Originally published on "Talking Humanities"
Facts matter. In an age where the very notion of truth is under attack, where scientific knowledge is under scrutiny and critical journalism is considered “Fake News”, facts matter even more. But this age – recently dubbed as the age of “post truth” – is also a digital one. And while digital facts matter, born-digital facts are immaterial. Web data is fragile and easy to manipulate: the content of websites can be easily modified; tweets are frequently deleted; the number of Facebook comments and likes can be artificially boosted through click farms; and dubious sources spreading misinformation can be disguised as reliable news organizations.
The deterioration in the trustworthiness of the web as source of knowledge is also tied with its gradual commercialization. More than ever before, web data is primarily proprietary, and therefore subjected to platforms’ policies and constraints. Accessing raw data, with its full metadata, is becoming nearly impossible.
Given the fragility of web data, and the increasing difficulty to access it freely, how can we establish online evidence as facts, historical evidence, or truth?
Luckily, the Internet Archive is one of the last non-commercial knowledge devices that can be used to establish historical facts from web data. The Internet Archive captures snapshots of websites at a specific point in time and preserves them for eternity. Through the Internet Archive’s Wayback Machine, one can browse the web’s past, and view pages that have been changed, removed, or deleted. Archived snapshots of websites serve as historical, born-digital facts. For example, the Internet Archive recently created a crowd-sourced collection that preserved federal government websites and data during the administration changes in the United States. But apart from the technical knowledge that explains how the Internet Archive captures websites, what do we know about the knowledge production process that constructs archived snapshots as facts? How does the Internet Archive ‘know’ what to capture and at which frequency?

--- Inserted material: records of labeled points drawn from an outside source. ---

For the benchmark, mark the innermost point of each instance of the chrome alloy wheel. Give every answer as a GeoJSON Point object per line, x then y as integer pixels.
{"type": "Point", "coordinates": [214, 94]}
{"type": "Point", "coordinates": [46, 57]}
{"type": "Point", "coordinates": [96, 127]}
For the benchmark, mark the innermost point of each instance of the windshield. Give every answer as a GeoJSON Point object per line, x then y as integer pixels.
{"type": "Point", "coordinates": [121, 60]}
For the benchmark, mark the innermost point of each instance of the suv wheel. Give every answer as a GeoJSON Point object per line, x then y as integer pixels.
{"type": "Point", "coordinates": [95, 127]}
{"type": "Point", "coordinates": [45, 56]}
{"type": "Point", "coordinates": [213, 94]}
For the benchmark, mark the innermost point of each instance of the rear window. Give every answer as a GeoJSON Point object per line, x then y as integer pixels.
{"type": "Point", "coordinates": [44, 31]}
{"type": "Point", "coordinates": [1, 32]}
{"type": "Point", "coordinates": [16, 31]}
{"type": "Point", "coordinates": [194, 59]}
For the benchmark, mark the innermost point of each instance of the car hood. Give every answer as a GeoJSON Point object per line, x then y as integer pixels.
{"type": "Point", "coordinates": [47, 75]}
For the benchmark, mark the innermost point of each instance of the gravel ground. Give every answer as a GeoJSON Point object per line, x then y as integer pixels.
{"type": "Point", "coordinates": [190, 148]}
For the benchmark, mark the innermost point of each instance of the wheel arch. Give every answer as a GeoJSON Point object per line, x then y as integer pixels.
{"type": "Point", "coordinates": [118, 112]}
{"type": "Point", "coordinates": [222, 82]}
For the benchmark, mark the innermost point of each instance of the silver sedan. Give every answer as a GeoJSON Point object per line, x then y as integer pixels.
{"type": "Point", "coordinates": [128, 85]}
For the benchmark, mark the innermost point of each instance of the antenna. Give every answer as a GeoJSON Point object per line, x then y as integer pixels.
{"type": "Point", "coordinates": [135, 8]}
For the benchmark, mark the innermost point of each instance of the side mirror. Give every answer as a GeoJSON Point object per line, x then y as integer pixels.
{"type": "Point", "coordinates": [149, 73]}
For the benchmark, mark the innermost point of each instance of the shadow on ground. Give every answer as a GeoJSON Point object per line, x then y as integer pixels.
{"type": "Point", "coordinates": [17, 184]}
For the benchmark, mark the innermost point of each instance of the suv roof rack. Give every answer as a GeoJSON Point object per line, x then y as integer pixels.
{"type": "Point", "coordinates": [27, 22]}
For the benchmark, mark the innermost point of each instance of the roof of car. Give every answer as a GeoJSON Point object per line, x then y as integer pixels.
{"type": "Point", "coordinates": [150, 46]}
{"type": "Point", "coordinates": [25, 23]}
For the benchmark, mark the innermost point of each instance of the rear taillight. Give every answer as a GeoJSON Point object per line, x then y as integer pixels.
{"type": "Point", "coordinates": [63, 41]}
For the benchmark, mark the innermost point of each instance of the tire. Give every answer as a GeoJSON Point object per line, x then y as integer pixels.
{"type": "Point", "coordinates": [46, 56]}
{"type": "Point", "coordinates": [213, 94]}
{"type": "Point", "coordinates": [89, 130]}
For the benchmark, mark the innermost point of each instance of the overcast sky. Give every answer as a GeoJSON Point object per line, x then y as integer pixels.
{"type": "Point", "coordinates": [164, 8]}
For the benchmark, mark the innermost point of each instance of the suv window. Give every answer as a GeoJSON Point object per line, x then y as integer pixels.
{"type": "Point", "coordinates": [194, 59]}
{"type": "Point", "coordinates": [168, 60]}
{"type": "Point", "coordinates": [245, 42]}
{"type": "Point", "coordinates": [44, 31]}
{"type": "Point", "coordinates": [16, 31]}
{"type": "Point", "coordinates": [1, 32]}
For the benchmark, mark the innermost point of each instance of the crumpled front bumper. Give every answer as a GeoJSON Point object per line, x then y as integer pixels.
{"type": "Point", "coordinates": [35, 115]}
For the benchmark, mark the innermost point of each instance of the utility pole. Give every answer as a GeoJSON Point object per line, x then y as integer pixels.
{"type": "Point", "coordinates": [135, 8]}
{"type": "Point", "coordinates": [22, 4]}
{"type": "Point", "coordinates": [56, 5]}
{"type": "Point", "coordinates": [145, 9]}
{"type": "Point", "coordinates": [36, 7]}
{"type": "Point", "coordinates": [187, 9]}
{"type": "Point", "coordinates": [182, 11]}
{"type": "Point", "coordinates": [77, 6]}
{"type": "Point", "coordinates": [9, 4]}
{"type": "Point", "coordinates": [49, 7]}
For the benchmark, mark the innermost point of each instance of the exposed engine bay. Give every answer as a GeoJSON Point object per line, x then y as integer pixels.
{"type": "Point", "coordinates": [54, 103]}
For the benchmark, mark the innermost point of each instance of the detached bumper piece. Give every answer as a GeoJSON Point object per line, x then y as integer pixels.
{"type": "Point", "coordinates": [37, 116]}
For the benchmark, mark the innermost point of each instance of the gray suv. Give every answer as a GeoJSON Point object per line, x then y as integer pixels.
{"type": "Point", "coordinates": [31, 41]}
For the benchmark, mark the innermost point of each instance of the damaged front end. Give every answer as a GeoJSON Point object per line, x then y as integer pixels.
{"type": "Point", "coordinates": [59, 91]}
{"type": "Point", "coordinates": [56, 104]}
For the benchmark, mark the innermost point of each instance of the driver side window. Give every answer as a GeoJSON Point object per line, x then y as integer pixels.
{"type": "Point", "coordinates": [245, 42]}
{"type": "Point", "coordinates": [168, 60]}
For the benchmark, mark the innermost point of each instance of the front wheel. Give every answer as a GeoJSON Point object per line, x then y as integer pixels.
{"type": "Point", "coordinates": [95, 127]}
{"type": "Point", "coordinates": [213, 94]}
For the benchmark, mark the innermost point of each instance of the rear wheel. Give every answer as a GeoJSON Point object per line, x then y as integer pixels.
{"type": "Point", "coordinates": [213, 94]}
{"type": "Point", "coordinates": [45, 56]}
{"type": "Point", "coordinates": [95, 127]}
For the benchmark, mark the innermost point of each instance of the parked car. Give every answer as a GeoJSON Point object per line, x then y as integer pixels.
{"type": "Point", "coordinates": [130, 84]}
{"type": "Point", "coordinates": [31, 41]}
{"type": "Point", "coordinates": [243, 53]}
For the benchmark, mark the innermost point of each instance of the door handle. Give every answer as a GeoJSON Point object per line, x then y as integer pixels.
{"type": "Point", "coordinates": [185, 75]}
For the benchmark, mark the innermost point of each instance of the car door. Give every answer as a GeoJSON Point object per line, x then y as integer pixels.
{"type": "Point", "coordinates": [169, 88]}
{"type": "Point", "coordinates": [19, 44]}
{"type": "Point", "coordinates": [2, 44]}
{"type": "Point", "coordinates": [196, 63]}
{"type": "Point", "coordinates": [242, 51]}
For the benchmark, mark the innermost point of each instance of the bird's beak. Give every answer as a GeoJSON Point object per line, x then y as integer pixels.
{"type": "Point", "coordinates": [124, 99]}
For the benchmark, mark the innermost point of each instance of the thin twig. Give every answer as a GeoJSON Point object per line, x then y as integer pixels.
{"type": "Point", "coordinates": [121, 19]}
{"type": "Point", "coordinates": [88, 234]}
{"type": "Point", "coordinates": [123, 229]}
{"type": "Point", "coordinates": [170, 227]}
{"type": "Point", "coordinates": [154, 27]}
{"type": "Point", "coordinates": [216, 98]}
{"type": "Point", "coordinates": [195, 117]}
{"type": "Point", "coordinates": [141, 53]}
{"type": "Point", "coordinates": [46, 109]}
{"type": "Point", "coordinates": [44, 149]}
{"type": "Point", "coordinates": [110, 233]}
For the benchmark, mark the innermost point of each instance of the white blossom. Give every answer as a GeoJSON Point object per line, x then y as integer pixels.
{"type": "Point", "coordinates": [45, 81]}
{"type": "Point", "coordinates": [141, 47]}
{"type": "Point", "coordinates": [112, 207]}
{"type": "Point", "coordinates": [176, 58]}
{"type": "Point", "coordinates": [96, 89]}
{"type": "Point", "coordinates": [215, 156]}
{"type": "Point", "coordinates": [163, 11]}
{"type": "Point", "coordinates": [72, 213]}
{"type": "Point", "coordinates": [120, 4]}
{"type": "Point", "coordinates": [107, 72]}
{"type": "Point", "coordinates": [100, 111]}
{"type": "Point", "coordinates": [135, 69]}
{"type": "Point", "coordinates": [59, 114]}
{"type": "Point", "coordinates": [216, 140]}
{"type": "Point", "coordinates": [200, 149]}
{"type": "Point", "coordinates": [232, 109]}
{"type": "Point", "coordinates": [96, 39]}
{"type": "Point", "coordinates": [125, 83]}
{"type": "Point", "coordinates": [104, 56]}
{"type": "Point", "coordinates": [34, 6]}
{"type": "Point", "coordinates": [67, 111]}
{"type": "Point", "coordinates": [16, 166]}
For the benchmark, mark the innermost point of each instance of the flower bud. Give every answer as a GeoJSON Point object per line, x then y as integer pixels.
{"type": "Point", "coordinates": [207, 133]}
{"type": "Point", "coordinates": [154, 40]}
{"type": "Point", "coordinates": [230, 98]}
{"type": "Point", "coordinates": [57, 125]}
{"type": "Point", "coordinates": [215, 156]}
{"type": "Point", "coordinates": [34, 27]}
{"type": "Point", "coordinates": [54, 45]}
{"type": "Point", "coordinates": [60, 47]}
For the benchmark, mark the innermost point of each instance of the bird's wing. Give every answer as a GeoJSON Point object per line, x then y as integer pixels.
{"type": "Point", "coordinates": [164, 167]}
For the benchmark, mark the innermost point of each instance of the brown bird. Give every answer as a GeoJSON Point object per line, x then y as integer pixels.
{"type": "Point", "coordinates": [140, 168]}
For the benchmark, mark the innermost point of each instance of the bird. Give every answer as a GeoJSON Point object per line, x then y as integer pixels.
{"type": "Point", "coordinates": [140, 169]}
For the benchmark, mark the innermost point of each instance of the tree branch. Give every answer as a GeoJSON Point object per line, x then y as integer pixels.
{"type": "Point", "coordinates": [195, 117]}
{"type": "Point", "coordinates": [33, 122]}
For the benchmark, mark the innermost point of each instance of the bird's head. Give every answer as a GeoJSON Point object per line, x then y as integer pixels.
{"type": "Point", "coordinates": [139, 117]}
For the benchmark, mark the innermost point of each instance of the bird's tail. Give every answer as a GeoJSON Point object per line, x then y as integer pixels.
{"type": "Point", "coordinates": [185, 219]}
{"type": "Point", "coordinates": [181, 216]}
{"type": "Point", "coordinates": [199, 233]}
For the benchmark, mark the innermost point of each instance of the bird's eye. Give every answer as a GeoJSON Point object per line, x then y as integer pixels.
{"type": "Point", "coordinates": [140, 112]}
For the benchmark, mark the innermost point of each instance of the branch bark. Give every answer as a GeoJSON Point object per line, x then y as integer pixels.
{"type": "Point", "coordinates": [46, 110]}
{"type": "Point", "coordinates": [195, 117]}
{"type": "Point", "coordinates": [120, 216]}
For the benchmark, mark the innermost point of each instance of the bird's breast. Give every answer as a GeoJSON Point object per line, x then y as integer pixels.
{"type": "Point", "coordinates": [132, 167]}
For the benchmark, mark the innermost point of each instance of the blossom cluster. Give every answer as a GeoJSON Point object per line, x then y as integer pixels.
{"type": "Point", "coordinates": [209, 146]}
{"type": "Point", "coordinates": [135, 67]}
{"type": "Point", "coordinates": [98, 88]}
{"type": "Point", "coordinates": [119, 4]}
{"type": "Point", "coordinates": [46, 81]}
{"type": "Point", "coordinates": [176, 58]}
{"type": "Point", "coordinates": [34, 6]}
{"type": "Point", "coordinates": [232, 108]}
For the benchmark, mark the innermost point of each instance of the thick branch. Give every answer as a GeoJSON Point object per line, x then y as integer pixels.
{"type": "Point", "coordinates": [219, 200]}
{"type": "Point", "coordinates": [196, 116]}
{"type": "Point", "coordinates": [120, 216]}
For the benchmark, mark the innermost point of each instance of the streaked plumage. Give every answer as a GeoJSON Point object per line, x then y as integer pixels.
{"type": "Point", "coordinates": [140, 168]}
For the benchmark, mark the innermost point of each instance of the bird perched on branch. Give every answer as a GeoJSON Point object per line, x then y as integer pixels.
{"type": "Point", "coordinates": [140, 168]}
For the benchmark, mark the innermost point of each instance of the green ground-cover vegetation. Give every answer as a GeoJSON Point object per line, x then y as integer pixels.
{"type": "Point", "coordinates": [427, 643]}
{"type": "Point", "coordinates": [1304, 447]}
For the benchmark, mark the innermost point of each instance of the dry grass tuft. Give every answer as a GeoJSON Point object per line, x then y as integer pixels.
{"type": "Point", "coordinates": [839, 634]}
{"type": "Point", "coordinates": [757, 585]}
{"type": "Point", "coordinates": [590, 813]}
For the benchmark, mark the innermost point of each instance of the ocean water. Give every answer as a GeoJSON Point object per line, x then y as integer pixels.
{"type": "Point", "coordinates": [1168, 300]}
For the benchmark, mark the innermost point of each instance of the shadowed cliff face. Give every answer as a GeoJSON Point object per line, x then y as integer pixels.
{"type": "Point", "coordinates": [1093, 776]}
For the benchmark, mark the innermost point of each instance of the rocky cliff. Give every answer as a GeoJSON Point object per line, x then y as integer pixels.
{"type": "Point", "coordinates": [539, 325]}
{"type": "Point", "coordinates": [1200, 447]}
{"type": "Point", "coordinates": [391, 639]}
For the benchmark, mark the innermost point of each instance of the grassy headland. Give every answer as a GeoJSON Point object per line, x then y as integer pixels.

The research project that my colleague Adam Amram and I will present in the upcoming RESAW Conference at the Web Archiving Week attempts to answer these questions. We unravel a complex socio-technical source contribution process behind what we eventually perceive as archived snapshots on the Internet Archive’s Wayback Machine. As a case study, we focus on the Wayback Machine’s rare snapshots of North Korean websites.
Although the .kp domain was delegated to North Korea in 2007, until recently little was known about its websites due to the country’s restrictive Internet policies. On 20 September 2016, an error in the configuration of North Korea’s name servers allowed the world to have a rare glimpse of 28 websites hosted in the .kp domain. However, we discovered that the Wayback Machine displays captures of these websites from as early as 2010.
How did the Internet Archive come to ‘know’ about the existence of the North Korean websites years before the DNS leak? To answer this question, we undertake a ‘forensic approach’ to web archive research. Focusing on the Wayback Machine’s new provenance information feature, we analyze the history of the sources that ‘informed’ the Internet Archive about the existence of the North Korean websites over time, and cross this information with an Internet censorship analysis that compares access to North Korean websites from different countries. Our analysis shows that although most of the websites have been contributed to the Internet Archive’s crawler by experts, activists and Wikipedians, the Internet Archive’s combination of a distributed and automated crawling system with globally-distributed source contributions result in a crowd-sourced knowledge culture that circumvents Internet censorship. As a knowledge device, the Wayback Machine is a ‘leaky archive’, in the sense that it accumulates scattered contributions over time, which eventually generates knowledge that is otherwise only accessible in times of DNS ‘leaks’. However, although globally informed, the fact that the Internet Archives’ crawlers capture the North Korean websites from servers physically hosted in the United States greatly affects the extent to which certain URLs can be archived, and also determines the scope of their archival coverage. Put differently, the Wayback Machine not only hosts successful captures of North Korean websites from as early as 2010, it also bears evidence of instances of failed attempts to access these websites from the United States.
This complicated history, combining global source contribution with the geopolitics that shape the web’s information flows, helps us to better understand the politics, the knowledge cultures and the constraints that shape the Wayback Machine’s contents. A deeper understanding of the Wayback Machine as a knowledge device only strengthens its importance as one of the Web’s last reliable repositories of born-digital historical facts.